The answer to these questions is unequivocally “no”!
So, in the days following George Floyd’s death, when our nation’s streets are full of protesters, violence and opportunistic rioting, I have been asked by my white colleagues and friends, “As a white person, what can I do?” I think the answer is found in the parable of the Good Samaritan, which is to treat others as you would like to be treated.
You don’t have be African American to stand against racism. Watch the Bryan Stevenson TED Talk. As Mike Kaufmann said, learn about our country’s history of slavery, Reconstruction, Jim Crow and the ongoing impacts of life in contemporary America. Do not become party to the silent, insidious institutional racism that comfortably exists in corporate environments. Reach out to our HR team and ask for books to read or ideas for team activities. Be vulnerable. Be curious. Brush aside old habits, and learn new ones. Be supportive and embody the actions of the Good Samaritan.
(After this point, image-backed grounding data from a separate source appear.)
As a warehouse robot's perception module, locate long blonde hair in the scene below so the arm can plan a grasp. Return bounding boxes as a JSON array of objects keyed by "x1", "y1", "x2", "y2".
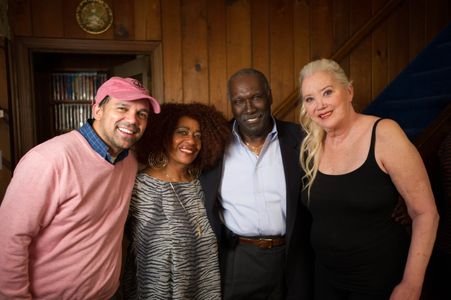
[{"x1": 299, "y1": 58, "x2": 351, "y2": 198}]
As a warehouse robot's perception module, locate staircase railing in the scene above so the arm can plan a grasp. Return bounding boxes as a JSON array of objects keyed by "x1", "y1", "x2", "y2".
[{"x1": 273, "y1": 0, "x2": 404, "y2": 118}]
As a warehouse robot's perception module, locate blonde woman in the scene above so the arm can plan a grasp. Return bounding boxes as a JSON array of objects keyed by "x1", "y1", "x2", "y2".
[{"x1": 300, "y1": 59, "x2": 439, "y2": 300}]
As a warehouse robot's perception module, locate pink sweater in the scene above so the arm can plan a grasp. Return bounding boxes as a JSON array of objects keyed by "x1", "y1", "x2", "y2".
[{"x1": 0, "y1": 131, "x2": 137, "y2": 299}]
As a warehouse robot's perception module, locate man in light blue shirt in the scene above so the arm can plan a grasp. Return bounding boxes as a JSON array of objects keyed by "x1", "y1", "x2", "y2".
[{"x1": 200, "y1": 69, "x2": 312, "y2": 299}]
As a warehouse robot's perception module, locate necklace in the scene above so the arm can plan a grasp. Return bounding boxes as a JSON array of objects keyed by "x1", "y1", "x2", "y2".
[
  {"x1": 244, "y1": 142, "x2": 264, "y2": 157},
  {"x1": 166, "y1": 174, "x2": 202, "y2": 237}
]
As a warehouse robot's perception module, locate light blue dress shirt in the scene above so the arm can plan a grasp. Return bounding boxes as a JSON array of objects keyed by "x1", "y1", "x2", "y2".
[{"x1": 219, "y1": 121, "x2": 286, "y2": 236}]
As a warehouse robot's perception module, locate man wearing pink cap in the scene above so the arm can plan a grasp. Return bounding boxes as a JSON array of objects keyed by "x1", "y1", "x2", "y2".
[{"x1": 0, "y1": 77, "x2": 160, "y2": 299}]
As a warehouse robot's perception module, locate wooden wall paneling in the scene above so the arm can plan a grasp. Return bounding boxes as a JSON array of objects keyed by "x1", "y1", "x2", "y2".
[
  {"x1": 387, "y1": 1, "x2": 410, "y2": 81},
  {"x1": 0, "y1": 38, "x2": 12, "y2": 199},
  {"x1": 226, "y1": 0, "x2": 252, "y2": 76},
  {"x1": 250, "y1": 0, "x2": 273, "y2": 78},
  {"x1": 8, "y1": 0, "x2": 33, "y2": 36},
  {"x1": 181, "y1": 0, "x2": 209, "y2": 103},
  {"x1": 10, "y1": 39, "x2": 36, "y2": 158},
  {"x1": 31, "y1": 0, "x2": 63, "y2": 37},
  {"x1": 207, "y1": 0, "x2": 229, "y2": 117},
  {"x1": 310, "y1": 0, "x2": 333, "y2": 60},
  {"x1": 370, "y1": 0, "x2": 388, "y2": 100},
  {"x1": 269, "y1": 0, "x2": 295, "y2": 120},
  {"x1": 426, "y1": 0, "x2": 451, "y2": 43},
  {"x1": 112, "y1": 0, "x2": 135, "y2": 40},
  {"x1": 293, "y1": 0, "x2": 310, "y2": 78},
  {"x1": 409, "y1": 0, "x2": 427, "y2": 60},
  {"x1": 226, "y1": 0, "x2": 252, "y2": 116},
  {"x1": 62, "y1": 0, "x2": 89, "y2": 39},
  {"x1": 349, "y1": 0, "x2": 372, "y2": 112},
  {"x1": 332, "y1": 0, "x2": 351, "y2": 74},
  {"x1": 134, "y1": 0, "x2": 165, "y2": 41},
  {"x1": 159, "y1": 0, "x2": 183, "y2": 102}
]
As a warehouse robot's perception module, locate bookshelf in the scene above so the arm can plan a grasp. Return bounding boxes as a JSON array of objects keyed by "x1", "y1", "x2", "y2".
[{"x1": 50, "y1": 72, "x2": 108, "y2": 134}]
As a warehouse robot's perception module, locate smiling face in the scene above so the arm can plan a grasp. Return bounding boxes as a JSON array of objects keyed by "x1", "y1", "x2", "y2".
[
  {"x1": 229, "y1": 75, "x2": 272, "y2": 138},
  {"x1": 301, "y1": 71, "x2": 354, "y2": 130},
  {"x1": 167, "y1": 116, "x2": 202, "y2": 167},
  {"x1": 93, "y1": 97, "x2": 149, "y2": 156}
]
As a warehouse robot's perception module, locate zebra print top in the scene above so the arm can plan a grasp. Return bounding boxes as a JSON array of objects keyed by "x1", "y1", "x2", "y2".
[{"x1": 122, "y1": 173, "x2": 221, "y2": 300}]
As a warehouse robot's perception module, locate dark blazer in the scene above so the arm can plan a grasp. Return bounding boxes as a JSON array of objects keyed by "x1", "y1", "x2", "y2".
[{"x1": 200, "y1": 120, "x2": 313, "y2": 299}]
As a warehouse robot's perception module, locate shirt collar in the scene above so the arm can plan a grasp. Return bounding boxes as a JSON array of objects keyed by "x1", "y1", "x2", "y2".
[
  {"x1": 232, "y1": 116, "x2": 278, "y2": 142},
  {"x1": 78, "y1": 119, "x2": 128, "y2": 164}
]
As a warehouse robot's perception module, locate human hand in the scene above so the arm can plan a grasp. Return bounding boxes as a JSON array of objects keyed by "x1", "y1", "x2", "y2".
[
  {"x1": 390, "y1": 281, "x2": 421, "y2": 300},
  {"x1": 391, "y1": 196, "x2": 412, "y2": 225}
]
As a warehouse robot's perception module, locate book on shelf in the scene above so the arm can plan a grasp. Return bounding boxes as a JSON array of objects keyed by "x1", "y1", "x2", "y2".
[{"x1": 51, "y1": 72, "x2": 107, "y2": 132}]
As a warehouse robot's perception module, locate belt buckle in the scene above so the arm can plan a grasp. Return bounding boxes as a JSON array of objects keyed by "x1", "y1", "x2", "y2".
[{"x1": 258, "y1": 238, "x2": 274, "y2": 249}]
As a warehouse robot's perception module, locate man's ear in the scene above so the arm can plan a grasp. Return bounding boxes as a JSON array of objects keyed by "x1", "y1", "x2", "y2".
[
  {"x1": 92, "y1": 104, "x2": 103, "y2": 120},
  {"x1": 268, "y1": 89, "x2": 272, "y2": 106}
]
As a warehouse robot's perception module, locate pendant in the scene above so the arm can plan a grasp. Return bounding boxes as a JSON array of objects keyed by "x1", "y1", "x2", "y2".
[{"x1": 196, "y1": 225, "x2": 202, "y2": 237}]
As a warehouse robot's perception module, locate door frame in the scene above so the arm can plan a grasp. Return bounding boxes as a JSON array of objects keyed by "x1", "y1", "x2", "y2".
[{"x1": 10, "y1": 38, "x2": 164, "y2": 168}]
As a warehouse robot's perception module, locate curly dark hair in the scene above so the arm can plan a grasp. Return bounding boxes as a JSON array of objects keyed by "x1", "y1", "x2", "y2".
[{"x1": 135, "y1": 103, "x2": 231, "y2": 171}]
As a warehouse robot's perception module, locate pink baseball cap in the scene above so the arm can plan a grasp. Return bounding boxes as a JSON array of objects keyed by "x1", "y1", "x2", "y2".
[{"x1": 94, "y1": 76, "x2": 160, "y2": 114}]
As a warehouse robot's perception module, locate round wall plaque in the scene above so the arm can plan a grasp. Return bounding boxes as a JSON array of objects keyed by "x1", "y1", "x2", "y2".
[{"x1": 75, "y1": 0, "x2": 113, "y2": 34}]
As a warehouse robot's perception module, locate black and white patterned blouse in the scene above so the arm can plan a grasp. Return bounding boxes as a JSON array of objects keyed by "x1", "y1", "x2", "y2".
[{"x1": 122, "y1": 173, "x2": 221, "y2": 300}]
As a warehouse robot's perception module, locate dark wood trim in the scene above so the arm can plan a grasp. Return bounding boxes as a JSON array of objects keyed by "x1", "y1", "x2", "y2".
[
  {"x1": 273, "y1": 0, "x2": 404, "y2": 118},
  {"x1": 10, "y1": 38, "x2": 163, "y2": 167}
]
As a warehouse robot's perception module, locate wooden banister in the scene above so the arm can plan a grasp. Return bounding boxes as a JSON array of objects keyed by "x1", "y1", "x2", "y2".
[{"x1": 273, "y1": 0, "x2": 404, "y2": 118}]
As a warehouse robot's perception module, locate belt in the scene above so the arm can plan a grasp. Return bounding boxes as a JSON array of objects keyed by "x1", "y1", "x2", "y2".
[{"x1": 238, "y1": 236, "x2": 285, "y2": 249}]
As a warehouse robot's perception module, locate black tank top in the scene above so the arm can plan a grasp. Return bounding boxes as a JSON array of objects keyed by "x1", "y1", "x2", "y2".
[{"x1": 303, "y1": 119, "x2": 410, "y2": 290}]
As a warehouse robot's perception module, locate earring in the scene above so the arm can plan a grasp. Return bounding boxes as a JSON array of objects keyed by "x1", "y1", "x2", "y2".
[
  {"x1": 147, "y1": 152, "x2": 168, "y2": 169},
  {"x1": 188, "y1": 165, "x2": 200, "y2": 179}
]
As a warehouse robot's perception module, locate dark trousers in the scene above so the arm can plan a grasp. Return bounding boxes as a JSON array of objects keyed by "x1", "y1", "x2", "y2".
[{"x1": 220, "y1": 243, "x2": 285, "y2": 300}]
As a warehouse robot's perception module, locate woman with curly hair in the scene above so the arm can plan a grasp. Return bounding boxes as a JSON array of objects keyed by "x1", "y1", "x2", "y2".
[{"x1": 123, "y1": 103, "x2": 230, "y2": 300}]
Bottom line, first look in the mirror.
If you need to, try to change your individual behavior and attitudes and then move on. Work to change the systems around us for the better. In most cases, I have found that true earnest effort (even if it’s not perfect) will be met with grace. You and your genuine effort are enough for me.
For most of my life, I have had moments where I felt hopeless and pessimistic about racial justice. Lately, I’ve just felt numb. I feel like one atrocity is happening after another. The headlines of my constant breaking news text feed reads “tragic killing” of “insert name here” African American man, woman, girl or boy in “insert state or town.” The hashtag slogans constantly shifting. The cry used to be “Hands up, don’t shoot” then “I can’t breathe.”
Then, there was Black Lives Matter vs. All Lives Matter.
Progress has just seemed out of reach. Truly, I have felt alone and helpless, with the pain all running together, ending in the constant and ridiculous platitudes of “thoughts and prayers” or “rest in peace.”
I admit, I am still a work in progress. But, somehow despite all of this needless suffering, I have over and over returned to my faithfulness. Faith is the substance of things hoped for, the evidence of things not seen. Lately, it has been very hard to find visible evidence that progress is achievable. In fact, at times, events look retrograde, returning to the days of George Wallace, Ross Barnett and Bull Conner.
And yet, I dig down and find some tiny morsel of faithfulness. My forefathers’ and mothers’ faithfulness is one key reason for my mere existence here today. As many of you know, I am a proud mom to two African-American teenagers. And frankly, for anyone of any race, becoming a parent is a profound act of optimism, an optimistic belief that the world will be better for future generations.
I would urge that each one of us, as leaders in our business, our homes and our communities, try, even in these bleak days, not to sink to cynicism and pessimism. Instead, be a light. Speak up against those who seek to convey the rhetoric that systematic racism is not real. Be a witness. Continue forward.
I know in my heart, even on my worst days, I strive to live our values. To be a fair and inclusive leader whereby all points of view are heard and respected. I know I may not always get it right, but that’s OK. Genuine effort, not perfection, is what we all need right now. With the Good Samaritan in mind, I would ask that we all show effort, encourage others, have faith in the possibility of progress, and strive towards a better future.